I am glad you asked that. It is extremely important. I cannot stress this enough. When I first started I was so overwhelmed by everything. The real life scenario was nothing like what I had learnt academically or practiced at home. I was introduced to so many tools and techniques. The enormity of data itself was intimidating. My experience before getting the internship was with may be 50,000 rows of excel sheet. But dealing with tables with 100 million rows was something else. But the Head of Data Science who I mentioned earlier has been amazingly supportive right from the start. He made sure that not only do I get used to these technologies and tools but also experience the business first hand by organizing tours to the casinos. He is very approachable and always gives me confidence that I am moving forward in the right direction which for me at this stage is extremely important. The whole team for that matter is extremely supportive and it plays a huge part in building my confidence. Rank is a great company with amazing work culture and I am really happy to be gaining experience from there.
During your learning process, you were very proactive in finding yourself a mentor. Is this something you would suggest others to find?

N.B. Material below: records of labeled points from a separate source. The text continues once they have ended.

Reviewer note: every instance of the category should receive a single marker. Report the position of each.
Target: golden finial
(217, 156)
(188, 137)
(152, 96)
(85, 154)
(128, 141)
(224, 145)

Yes, the impact is huge, the confidence that you get from it. Because the path is a lonely one. It is also a long one. You don’t know if you are going to get there, and how long it is going to take. The mentor is someone who is an expert, who has reached where you want to be, who can fill you with confidence on that journey.
I was fortunate enough to have Pete Williams as a mentor, and when I met with Pete he will always say ‘Of course’. It helps with confidence and direction. He was the head of analytics at marks and Spencer when I met him. He helped build my confidence not only technically but also for the application and interview processes. He always made himself available whenever I needed his advice. It helped increase my confidence and gave me a sense of direction. He gave me the confidence to contact potential work placements.
For example, he helped me secure an attachment day in the data science team in Marks & Spencer head office. I attended their daily meeting and met with the Lead Data Scientist which really helped with the visualization we discussed earlier.
The role of the mentors is really big. Mentors are there to support and to provide guidance. When you are looking for a mentor, I would also make sure I don’t waste his time. I was not calling him saying ‘how do I do this’. He is there to guide me. I didn’t just call him, I would always respect how busy he is, and schedule my calls. Mentors are someone you need to respect.
My final point is that there are no shortcuts. It won’t happen overnight. Mentors cannot help cut corners. Be patient, never stop learning, be thankful and enjoy the journey!